President Calderón called for a change in Mexico's oil industry after output at Pemex fell at the fastest rate since 1942. His comments came after Petrobras and London-based BP said they made a "giant" oil find of as much as 3 Goilbbl in the Gulf of Mexico, southeast of Houston. According to Mexican Energy Minister Georgina Kessel, Mexico may seek to emulate Brazilian Oil rules that strengthened Petroleo Brasileiro SA as it considers regulation changes to revive the oil industry.

In January 2014, Pemex signed a cooperation agreement with the Russian oil company Lukoil focusing on oil production and field exploration as well as exchange of knowledge in the aforementioned areas, including actions for ecological preservation and environmental protection. In February 2016, Emilio Lozoya Austin stepped down as CEO of Pemex and was replaced by José Antonio González Anaya. On November 27, 2017, José Antonio González Anaya was appointed to be the Secretary of Finance and Public Credit. Carlos Alberto Treviño Medina was appointed CEO, sequentially.

In July 2021, it was announced that PEMEX.UL for liquefied petroleum gas (LPG) distribution was to be created. Even though Pemex is highly indebted, it is still determined to assist the poor that are affected by the rising energy prices. In an unexpected turn of events, Pemex saw profits of $719 million in the second quarter of 2021. Also in July 2021, the SENER appointed Pemex as the operator for the Zama oil field which was originally discovered by Talos Energy in 2017. The two companies shall work together for the final development of Zama. In September that year, Talos disputed the governments decision, since Pemex doesn't have the required $2 billion for the oil fields development.

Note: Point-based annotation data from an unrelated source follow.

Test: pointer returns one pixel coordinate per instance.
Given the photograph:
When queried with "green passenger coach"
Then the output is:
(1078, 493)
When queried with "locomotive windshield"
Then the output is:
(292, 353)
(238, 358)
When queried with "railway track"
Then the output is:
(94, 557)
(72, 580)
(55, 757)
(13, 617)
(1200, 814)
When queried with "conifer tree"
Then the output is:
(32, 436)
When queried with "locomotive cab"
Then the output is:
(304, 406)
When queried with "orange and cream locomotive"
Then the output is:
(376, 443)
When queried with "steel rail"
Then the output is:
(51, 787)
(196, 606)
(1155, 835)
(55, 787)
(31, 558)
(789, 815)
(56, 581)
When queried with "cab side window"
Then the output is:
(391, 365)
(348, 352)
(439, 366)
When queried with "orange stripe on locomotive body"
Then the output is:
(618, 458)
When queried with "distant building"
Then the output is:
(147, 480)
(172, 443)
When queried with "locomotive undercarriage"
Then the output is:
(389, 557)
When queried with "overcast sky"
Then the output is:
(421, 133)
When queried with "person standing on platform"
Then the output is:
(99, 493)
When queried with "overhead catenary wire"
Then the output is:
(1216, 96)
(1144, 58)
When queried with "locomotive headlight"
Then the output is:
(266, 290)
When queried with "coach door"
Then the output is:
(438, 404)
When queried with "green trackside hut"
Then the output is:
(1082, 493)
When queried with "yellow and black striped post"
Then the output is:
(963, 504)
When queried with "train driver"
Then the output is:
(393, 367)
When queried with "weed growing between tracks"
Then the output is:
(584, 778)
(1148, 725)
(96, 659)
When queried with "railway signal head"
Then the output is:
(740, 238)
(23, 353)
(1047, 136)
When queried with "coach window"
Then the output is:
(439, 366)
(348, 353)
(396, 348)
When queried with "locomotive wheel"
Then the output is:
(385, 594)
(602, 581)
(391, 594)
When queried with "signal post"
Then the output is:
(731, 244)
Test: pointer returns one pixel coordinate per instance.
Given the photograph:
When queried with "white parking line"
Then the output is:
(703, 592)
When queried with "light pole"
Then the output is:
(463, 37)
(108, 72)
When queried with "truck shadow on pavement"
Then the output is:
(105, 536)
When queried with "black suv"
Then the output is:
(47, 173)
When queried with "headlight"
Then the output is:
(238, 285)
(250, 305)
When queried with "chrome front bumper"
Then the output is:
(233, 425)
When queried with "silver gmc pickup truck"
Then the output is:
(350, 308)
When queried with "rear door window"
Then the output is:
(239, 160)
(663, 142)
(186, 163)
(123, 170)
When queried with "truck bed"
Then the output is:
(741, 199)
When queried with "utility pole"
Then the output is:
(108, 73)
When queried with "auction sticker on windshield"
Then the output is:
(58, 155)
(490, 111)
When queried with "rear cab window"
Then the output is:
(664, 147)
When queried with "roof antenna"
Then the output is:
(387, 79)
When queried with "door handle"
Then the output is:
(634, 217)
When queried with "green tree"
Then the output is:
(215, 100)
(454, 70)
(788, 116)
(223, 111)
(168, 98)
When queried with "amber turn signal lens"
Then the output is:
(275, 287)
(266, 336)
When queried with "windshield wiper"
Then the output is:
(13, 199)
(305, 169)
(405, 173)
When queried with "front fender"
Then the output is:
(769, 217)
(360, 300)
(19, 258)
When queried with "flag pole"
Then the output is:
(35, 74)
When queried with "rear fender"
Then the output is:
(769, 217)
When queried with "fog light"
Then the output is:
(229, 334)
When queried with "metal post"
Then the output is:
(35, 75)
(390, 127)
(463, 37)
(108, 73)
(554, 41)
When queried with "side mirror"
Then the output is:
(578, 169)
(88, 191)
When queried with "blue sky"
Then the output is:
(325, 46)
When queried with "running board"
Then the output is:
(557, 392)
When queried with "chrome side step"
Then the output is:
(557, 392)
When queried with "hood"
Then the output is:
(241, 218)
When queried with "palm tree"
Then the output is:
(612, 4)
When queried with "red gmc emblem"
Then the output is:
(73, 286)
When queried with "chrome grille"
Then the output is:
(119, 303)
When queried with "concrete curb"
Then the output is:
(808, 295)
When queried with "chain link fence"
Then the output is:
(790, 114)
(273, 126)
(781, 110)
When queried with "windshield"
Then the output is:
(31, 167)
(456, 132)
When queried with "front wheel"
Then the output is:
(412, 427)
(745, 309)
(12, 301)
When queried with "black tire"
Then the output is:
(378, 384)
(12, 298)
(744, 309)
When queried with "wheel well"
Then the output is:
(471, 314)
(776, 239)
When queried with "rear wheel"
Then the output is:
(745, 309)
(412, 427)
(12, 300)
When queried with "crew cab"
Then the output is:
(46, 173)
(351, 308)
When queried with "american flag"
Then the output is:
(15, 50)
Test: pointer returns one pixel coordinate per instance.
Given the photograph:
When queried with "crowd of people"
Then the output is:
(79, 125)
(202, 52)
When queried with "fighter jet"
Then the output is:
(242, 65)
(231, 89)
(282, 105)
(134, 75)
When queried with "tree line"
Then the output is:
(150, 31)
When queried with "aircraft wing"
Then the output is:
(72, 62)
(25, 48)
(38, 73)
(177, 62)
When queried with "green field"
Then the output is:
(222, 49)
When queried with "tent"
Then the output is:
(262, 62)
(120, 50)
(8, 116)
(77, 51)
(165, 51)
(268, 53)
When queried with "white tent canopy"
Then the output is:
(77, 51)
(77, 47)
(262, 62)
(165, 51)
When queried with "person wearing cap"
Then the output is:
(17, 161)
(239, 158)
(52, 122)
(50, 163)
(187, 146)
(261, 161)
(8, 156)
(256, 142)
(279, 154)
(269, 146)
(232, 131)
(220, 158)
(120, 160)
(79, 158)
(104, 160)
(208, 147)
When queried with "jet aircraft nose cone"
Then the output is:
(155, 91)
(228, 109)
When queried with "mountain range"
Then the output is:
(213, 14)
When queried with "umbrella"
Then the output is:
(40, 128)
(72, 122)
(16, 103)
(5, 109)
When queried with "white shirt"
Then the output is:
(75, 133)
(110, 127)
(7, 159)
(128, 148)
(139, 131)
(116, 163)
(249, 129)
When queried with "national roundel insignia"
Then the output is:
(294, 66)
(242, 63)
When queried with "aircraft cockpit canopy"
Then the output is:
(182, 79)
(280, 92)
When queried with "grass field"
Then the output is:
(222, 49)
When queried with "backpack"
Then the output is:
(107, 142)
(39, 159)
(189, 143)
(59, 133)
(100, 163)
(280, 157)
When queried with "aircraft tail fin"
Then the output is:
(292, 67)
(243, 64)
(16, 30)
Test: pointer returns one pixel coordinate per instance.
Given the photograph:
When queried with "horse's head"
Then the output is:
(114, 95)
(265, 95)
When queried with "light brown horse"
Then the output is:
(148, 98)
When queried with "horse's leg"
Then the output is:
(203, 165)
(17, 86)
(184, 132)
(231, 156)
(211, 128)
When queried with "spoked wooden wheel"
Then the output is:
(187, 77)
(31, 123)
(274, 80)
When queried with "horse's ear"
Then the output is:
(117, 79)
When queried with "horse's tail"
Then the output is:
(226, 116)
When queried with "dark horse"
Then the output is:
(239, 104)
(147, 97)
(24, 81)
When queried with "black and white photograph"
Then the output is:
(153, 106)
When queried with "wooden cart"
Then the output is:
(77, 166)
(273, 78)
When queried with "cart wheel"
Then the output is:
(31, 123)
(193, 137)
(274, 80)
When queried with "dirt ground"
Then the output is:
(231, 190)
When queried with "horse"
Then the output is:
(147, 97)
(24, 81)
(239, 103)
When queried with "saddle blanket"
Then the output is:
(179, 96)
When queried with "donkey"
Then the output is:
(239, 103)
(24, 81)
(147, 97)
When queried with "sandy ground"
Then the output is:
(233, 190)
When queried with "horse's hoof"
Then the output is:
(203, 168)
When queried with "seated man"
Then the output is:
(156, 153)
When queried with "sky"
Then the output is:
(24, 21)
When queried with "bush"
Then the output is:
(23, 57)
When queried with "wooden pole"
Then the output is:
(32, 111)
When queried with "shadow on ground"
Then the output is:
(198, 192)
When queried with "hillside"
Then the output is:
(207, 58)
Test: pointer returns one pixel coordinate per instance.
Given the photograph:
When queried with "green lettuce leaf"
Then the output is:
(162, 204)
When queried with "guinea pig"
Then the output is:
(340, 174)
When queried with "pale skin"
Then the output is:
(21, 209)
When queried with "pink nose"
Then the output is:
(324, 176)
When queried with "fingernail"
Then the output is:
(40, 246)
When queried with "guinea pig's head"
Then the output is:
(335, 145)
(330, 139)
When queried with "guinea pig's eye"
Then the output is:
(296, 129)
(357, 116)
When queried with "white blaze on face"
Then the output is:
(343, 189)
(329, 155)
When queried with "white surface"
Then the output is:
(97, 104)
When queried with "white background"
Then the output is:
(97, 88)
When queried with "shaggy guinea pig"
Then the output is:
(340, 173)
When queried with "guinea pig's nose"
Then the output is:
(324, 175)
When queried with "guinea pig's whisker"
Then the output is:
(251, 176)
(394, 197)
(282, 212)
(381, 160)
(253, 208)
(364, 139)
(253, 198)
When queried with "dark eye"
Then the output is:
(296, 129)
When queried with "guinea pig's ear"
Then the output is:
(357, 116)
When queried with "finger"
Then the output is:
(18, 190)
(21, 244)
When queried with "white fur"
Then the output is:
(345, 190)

With debts still at over $100 billion by September 2021, Pemex and the finance ministry of Mexico's relationship was strengthened as the government decided to continue to support the company, but would not change the laws in order to directly reflect their debt. some speculation was made that the government may use International Monetary Fund (IMF) money to lighten Pemex's debt. Budget increases of 17% over 2021 amounts were proposed, with a 14% reduction of its profit-sharing duties, for 2022's exploration and production processes.

An agreement between Pemex and Braskem (BRKM5.SA) was reached in September 2021 for a new gas supply agreement and also to build a $400 million ethane terminal to be located in Laguna de Pajaritos, in Coatzacoalcos, Veracruz. In October 2021, Pemex was in debt with a recorded loss of $3.7 billion in profits for the third quarter compared to the previous year. In the last quarter of 2021, production was 4.5% higher than that of the last quarter of 2020. Due to tax payments and the currency being weak against the dollar, Pemex still reported a net loss of $6.05 billion. In order to reduce the debt Pemex is working on a plan to domestically refine its oil and reduce exports by 2023. In 2021, an investment of $21,000 million was made for the construction of an industrial plant at the Dos Bocas refinery. As part of the plan to sore up Pemex, President Andrés Manuel López Obrador purchased the Deer Park plant in the Huston Ship Channel for $600 million. The plant has the capacity to process 340,000 barrels per day.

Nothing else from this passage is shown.